The following is a description of the rating methodology applied to assign
this Counterparty Instrument Rating:
1) Type of liquidity facilities to which this methodology applies
The rating methodology used to rate this financial instrument is intended
to rate instruments designed to provide liquidity to structured finance
transactions (Liquidity Instruments, "LI"), where the probability
of draw is driven by asset performance, by opposition to liquidity
instruments in ABCP programmes, in which the probability of draw
is also driven by market conditions. Typically, such instruments
support the timely payment of interest of notes, and can also help
such notes to amortise according to a specific amortisation profile.
The actual repayment of drawn amounts also depends on how assets are performing:
this clearly makes a difference with liquidity lines used to advance payments
from a guaranteeing institution, where the rating of the liquidity
instrument would be mainly driven by the credit quality of such institution.
The repayment of drawn amounts will occupy a certain position in the transaction
priority of payments, typically senior to the specific item the
LI is protecting.
2) Expected loss calculation
Following the approach used by Moody's to rate term notes, a loss
under the LI is calculated for each asset's default scenario; by
weighting each default scenario's severity result on the LI with its probability
of occurrence, the expected loss level for the LI is determined.

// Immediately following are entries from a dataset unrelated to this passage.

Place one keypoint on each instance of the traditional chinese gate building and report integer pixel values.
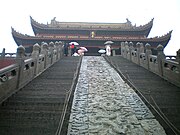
(90, 35)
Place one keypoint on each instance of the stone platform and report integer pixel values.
(105, 105)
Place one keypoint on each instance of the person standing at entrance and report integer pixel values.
(108, 50)
(73, 49)
(66, 46)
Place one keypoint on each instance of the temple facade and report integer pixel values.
(90, 35)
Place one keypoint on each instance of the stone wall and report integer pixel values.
(162, 65)
(25, 69)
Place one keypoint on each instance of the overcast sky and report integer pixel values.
(16, 14)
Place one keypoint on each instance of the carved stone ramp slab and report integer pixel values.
(105, 105)
(37, 108)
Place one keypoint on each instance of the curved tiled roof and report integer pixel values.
(40, 28)
(26, 39)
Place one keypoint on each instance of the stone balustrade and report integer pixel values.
(168, 67)
(17, 75)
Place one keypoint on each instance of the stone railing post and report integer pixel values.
(138, 52)
(178, 56)
(20, 57)
(131, 48)
(141, 48)
(61, 49)
(160, 57)
(51, 50)
(147, 53)
(35, 55)
(122, 49)
(57, 48)
(178, 59)
(126, 49)
(3, 54)
(44, 51)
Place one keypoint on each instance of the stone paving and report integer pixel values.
(105, 105)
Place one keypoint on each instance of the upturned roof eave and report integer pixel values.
(43, 28)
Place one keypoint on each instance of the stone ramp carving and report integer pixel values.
(37, 108)
(158, 92)
(105, 105)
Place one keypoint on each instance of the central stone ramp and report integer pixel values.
(105, 105)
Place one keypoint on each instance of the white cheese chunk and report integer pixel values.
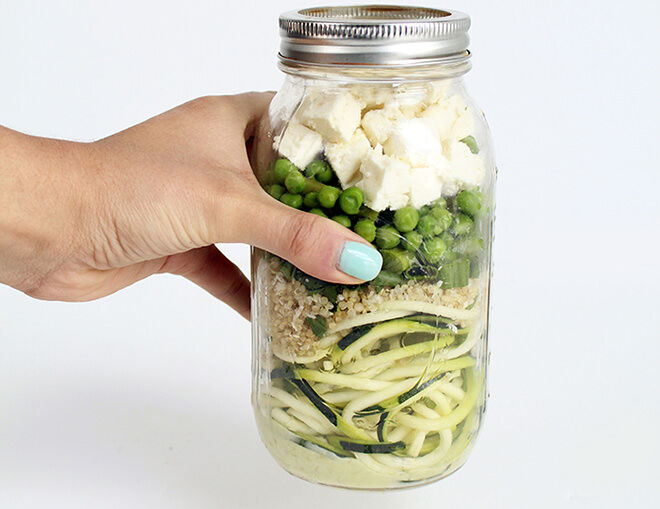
(412, 141)
(463, 126)
(346, 157)
(436, 91)
(443, 116)
(377, 124)
(299, 144)
(385, 181)
(425, 186)
(465, 169)
(334, 114)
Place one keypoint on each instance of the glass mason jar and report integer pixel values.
(381, 384)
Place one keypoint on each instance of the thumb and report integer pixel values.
(318, 246)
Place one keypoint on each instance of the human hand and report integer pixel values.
(79, 221)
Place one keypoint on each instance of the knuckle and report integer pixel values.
(305, 232)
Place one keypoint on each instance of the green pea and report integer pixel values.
(443, 218)
(366, 229)
(276, 191)
(471, 143)
(318, 212)
(463, 225)
(387, 237)
(311, 200)
(413, 241)
(292, 200)
(426, 226)
(350, 200)
(342, 220)
(368, 213)
(406, 219)
(294, 182)
(325, 176)
(440, 202)
(447, 238)
(469, 202)
(396, 260)
(328, 196)
(281, 169)
(433, 249)
(455, 274)
(320, 170)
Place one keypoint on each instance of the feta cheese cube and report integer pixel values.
(412, 141)
(442, 118)
(463, 126)
(298, 144)
(377, 124)
(334, 114)
(425, 186)
(346, 157)
(385, 181)
(436, 91)
(464, 170)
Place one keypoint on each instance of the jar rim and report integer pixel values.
(373, 35)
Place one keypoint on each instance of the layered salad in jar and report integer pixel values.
(382, 383)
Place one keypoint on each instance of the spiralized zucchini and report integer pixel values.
(396, 390)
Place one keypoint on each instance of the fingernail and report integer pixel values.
(360, 261)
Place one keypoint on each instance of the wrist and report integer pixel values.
(40, 206)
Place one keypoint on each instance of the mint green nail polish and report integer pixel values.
(360, 261)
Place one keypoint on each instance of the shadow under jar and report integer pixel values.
(378, 385)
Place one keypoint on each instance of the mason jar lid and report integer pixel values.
(380, 35)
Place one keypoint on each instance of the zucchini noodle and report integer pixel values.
(387, 390)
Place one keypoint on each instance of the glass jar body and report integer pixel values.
(378, 385)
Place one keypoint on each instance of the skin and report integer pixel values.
(79, 221)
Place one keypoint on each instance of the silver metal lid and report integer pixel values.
(386, 35)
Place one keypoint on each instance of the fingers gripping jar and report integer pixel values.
(382, 384)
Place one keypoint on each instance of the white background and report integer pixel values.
(142, 399)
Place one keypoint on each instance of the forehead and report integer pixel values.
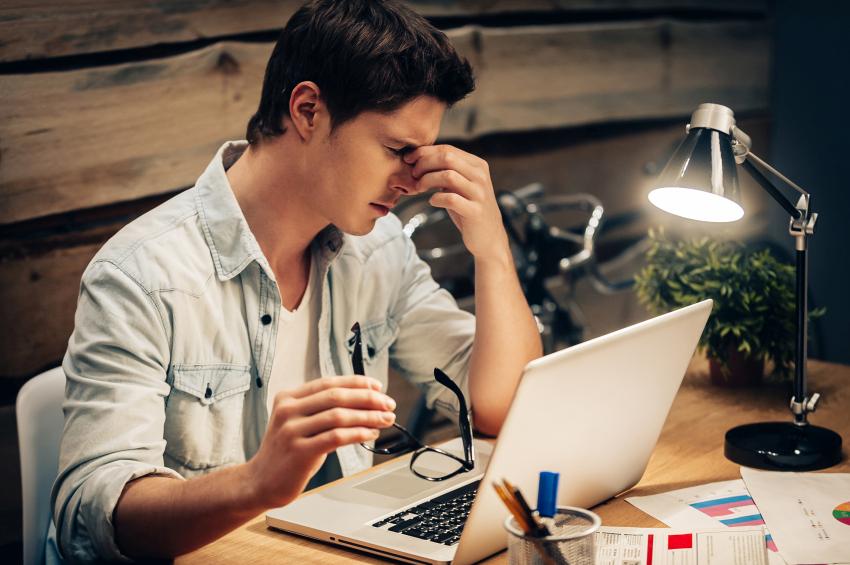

Asset performance will determine when the LI needs to be drawn,
as well as the amount of such draw. The repayment of drawn amounts
will be made through the transaction's priority of payments and,
although, from a structural point of view, a senior position
to the protected item looks the most logical one, more subordinated
positions could also be used. Obviously, the rating of the
LI would be lower the more subordinated is the LI's repayment in the priority
of payments.
For each default scenario, the loss under the LI is determined by
calculating the net present value of repaid amounts (both of interest
and principal), where the discount rate used is equal to the interest
rate accrued by drawn amounts, and comparing such amount with the
amount initially available under the LI. For those payment dates
on which there is a reduction in the amount available under the LI,
such reduction would be deemed as a "repaid amount", occurring according
to the priority of payments. Finally, for those default scenarios
under which the whole amount of the LI is not used, Moody's will
assume that unused amounts are repaid as soon as the LI can no longer
be drawn, again according to the priority of payments.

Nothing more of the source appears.